Update:

A few people reached out asking me to re-run this analysis for Ms. Swift’s latest album, Lover. I did and was somewhat surprised to see that the alcohol references weren’t a passing phase.

I followed the same methodology as I did for the below, but this time put the data into Tableau Public for interactivity.

If you like this sort of thing, sign up below and I’ll email you when I write something new.

I listened to Taylor Swift’s new album and couldn’t help but notice that she talks about alcohol a lot.

I liked the album, I just thought it was goofy and emblematic of her persona change from sweet country popstar to dark, revenge-driven mogul.

I wanted to visualize the change in alcohol-related content in Swift’s albums. I am Using Josiah Parry’s geniusR package to scrape Taylor Swift lyrics. I have worked on lyric scraping before and it can be a pain, so I’m really excited about this package.

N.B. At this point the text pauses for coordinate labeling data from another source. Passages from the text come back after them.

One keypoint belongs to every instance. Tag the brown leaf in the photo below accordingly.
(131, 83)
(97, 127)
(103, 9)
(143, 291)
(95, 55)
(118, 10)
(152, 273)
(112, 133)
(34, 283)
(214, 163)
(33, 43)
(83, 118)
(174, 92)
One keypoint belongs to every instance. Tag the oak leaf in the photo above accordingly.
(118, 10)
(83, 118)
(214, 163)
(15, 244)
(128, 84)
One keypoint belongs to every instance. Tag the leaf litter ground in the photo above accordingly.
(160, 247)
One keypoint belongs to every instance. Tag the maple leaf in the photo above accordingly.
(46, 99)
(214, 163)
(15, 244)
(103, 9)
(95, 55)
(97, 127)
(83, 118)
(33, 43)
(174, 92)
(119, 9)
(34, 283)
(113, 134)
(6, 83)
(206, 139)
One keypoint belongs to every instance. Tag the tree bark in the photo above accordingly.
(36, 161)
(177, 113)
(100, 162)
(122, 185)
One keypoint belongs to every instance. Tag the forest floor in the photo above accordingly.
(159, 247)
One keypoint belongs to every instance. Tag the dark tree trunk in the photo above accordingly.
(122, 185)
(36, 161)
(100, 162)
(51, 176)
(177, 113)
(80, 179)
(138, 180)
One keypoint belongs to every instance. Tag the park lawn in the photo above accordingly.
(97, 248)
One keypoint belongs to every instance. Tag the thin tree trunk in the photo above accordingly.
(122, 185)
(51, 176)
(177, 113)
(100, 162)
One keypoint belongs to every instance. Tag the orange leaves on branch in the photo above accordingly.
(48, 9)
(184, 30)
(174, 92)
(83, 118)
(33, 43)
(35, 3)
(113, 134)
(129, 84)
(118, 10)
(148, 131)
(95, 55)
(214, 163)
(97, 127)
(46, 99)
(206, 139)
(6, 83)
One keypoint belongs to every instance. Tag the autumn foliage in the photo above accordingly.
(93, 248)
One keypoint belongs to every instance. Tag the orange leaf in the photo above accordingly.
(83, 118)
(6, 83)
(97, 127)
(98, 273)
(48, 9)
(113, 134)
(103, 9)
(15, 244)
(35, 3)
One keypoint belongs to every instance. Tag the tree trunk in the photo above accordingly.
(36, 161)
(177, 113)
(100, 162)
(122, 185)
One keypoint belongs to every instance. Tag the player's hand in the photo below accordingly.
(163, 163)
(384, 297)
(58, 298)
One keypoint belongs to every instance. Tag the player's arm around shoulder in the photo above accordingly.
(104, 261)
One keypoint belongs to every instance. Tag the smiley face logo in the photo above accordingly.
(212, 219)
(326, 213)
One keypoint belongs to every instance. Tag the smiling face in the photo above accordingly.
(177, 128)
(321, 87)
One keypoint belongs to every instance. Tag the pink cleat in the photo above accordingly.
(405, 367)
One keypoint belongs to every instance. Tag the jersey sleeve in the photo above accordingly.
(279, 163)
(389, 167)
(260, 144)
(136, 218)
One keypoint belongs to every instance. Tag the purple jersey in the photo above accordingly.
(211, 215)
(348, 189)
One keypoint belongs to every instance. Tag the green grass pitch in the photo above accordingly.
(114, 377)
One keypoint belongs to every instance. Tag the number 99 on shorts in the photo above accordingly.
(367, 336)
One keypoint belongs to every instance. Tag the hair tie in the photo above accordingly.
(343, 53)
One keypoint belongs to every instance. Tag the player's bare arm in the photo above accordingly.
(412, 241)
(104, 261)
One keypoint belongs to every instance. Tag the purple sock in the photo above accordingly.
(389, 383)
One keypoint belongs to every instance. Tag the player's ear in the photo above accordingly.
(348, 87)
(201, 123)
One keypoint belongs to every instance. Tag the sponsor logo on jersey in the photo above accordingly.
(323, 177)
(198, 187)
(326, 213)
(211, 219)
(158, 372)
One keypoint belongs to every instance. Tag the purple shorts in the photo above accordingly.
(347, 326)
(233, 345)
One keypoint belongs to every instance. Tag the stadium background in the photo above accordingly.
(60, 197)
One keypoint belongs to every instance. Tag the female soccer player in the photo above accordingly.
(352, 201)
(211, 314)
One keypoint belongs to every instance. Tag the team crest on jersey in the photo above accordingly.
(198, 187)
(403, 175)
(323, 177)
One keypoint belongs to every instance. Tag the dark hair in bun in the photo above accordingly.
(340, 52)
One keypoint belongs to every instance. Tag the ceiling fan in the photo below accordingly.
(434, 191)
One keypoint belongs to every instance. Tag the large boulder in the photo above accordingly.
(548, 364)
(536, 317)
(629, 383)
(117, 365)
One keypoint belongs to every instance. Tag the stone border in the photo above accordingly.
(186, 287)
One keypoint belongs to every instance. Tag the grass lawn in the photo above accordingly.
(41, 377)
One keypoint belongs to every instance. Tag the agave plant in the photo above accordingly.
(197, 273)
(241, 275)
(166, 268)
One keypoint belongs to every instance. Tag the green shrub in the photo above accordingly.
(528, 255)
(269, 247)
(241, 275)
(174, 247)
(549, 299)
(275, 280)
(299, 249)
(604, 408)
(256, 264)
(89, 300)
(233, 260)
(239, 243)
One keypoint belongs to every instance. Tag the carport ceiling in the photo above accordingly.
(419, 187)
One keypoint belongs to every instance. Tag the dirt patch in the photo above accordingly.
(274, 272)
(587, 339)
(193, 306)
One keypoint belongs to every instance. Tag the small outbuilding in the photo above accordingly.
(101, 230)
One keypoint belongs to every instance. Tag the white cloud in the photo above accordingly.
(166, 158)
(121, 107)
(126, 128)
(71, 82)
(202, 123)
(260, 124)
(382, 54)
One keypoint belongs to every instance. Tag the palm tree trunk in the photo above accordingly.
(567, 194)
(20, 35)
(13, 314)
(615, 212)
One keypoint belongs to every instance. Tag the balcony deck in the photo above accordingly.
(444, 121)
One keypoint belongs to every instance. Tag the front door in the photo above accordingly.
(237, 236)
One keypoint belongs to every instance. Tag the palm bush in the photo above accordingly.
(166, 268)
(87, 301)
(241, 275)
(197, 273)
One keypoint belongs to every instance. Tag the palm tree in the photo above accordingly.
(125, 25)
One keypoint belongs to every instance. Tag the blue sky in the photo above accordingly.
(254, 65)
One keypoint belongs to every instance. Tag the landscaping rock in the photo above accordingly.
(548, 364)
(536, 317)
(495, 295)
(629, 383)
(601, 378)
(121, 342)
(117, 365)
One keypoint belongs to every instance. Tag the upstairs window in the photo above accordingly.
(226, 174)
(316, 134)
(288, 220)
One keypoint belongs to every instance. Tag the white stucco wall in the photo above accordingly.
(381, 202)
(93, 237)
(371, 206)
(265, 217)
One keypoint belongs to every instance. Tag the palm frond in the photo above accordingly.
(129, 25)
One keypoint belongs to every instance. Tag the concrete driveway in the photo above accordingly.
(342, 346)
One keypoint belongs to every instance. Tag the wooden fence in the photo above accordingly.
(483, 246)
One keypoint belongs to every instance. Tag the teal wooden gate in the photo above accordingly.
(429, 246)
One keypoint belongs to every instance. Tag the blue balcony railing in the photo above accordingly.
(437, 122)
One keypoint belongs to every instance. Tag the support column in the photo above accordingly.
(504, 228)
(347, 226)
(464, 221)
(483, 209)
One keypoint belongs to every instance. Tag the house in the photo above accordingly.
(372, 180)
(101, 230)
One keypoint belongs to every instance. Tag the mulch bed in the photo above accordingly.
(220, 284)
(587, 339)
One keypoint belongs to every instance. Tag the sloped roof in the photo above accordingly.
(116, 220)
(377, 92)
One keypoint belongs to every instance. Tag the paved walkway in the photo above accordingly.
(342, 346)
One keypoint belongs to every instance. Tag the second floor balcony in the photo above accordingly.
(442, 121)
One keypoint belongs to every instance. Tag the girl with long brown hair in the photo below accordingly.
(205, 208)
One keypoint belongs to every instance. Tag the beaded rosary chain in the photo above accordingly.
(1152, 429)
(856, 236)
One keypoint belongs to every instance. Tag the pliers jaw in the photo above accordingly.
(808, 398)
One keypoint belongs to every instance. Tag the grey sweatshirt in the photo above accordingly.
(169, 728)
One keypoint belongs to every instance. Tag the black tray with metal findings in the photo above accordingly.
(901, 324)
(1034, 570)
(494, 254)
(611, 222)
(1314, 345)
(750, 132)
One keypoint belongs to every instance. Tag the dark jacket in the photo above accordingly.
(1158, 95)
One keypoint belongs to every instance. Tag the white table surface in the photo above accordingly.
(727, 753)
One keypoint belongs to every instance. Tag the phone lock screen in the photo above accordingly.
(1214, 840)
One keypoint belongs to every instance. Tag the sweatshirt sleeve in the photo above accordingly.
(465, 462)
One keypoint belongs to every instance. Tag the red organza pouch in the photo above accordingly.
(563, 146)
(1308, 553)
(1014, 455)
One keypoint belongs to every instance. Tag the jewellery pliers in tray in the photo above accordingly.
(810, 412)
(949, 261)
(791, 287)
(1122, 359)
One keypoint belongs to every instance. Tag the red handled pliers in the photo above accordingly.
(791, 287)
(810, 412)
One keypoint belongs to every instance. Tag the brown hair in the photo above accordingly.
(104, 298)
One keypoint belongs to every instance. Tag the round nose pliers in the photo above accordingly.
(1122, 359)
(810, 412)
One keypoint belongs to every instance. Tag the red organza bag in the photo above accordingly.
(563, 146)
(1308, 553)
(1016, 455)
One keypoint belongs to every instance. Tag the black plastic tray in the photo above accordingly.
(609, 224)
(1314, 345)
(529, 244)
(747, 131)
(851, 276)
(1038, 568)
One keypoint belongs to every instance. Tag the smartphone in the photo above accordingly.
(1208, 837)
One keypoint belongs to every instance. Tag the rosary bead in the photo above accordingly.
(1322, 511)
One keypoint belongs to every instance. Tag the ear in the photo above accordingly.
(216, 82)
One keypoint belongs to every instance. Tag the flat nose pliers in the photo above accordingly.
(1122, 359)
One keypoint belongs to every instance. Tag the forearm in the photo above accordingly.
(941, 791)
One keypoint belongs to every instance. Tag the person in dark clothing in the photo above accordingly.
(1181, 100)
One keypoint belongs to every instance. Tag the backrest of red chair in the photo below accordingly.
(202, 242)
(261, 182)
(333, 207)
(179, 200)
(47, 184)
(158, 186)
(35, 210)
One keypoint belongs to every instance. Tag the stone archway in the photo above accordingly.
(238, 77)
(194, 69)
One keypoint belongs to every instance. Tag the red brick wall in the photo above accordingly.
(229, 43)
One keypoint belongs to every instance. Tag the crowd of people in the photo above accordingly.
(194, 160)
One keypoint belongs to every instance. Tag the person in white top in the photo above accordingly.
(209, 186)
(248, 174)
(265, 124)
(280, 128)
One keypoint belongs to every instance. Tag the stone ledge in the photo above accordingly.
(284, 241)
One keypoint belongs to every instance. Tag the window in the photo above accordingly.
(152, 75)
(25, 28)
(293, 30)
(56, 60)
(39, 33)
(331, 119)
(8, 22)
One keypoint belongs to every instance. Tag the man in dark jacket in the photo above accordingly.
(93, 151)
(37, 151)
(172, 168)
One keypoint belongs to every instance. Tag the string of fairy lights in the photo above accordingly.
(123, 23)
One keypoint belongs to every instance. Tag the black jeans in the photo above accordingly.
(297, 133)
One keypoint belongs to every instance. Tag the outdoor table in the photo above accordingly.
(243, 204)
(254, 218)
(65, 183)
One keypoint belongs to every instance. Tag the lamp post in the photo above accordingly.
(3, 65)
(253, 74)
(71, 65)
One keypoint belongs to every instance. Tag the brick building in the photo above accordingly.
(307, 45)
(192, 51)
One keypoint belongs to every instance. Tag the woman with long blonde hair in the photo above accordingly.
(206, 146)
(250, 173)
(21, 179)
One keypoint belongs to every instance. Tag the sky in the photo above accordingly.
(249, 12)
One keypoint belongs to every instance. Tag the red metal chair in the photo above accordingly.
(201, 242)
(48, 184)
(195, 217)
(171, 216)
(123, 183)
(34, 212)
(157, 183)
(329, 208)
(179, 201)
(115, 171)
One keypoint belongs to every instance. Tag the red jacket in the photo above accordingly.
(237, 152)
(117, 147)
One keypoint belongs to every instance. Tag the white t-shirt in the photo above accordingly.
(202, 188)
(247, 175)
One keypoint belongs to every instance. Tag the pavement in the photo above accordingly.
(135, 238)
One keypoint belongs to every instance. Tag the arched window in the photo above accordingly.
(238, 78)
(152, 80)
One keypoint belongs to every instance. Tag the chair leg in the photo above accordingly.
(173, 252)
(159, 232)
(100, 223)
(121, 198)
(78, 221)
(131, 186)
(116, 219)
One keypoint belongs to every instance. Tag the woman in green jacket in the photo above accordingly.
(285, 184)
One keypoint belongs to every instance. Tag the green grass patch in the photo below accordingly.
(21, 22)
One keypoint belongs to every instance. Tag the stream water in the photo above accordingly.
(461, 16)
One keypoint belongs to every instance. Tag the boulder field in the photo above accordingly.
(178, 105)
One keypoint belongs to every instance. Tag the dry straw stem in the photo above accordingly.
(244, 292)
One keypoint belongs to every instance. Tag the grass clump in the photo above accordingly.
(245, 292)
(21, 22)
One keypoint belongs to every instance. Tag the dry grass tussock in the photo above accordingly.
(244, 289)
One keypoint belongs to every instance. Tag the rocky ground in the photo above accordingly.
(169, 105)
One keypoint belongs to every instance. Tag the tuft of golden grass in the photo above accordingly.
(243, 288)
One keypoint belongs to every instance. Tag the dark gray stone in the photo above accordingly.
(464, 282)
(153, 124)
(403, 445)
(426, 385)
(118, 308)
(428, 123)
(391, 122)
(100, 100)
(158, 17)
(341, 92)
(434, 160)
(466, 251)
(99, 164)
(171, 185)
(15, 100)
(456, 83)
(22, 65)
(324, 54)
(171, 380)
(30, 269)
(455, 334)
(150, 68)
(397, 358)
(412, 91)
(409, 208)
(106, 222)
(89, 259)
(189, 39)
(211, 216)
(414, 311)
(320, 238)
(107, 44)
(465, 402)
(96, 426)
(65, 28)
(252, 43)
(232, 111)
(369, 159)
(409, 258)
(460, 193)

I’ll then use tidytext to analyse them.

devtools::install_github("josiahparry/geniusR")   # the geniusR package isn't on CRAN, so load with devtools
library(geniusR) 
library(tidyverse)
library(tidytext)
library(rvest)
library(readr)
library(lubridate)
library(igraph)
library(ggraph)
library(readr)

I want to get all of Swift’s lyrics from each album. There isn’t a function do this in geniusR, and looking at the Genius website, it makes sense why: to show all the albums for an artist, you have to click through a link on the artist’s page; this opens an interactive box that doesn’t have its own URL. This would make it tougher to scrape.

To deal with this, I’m going to scrape Swift’s album titles from Wikipedia. She has a Wikipedia page for her discography that I found by googling “Taylor Swift Albums.” It has a table of his albums that should be easy to scrape with RVest.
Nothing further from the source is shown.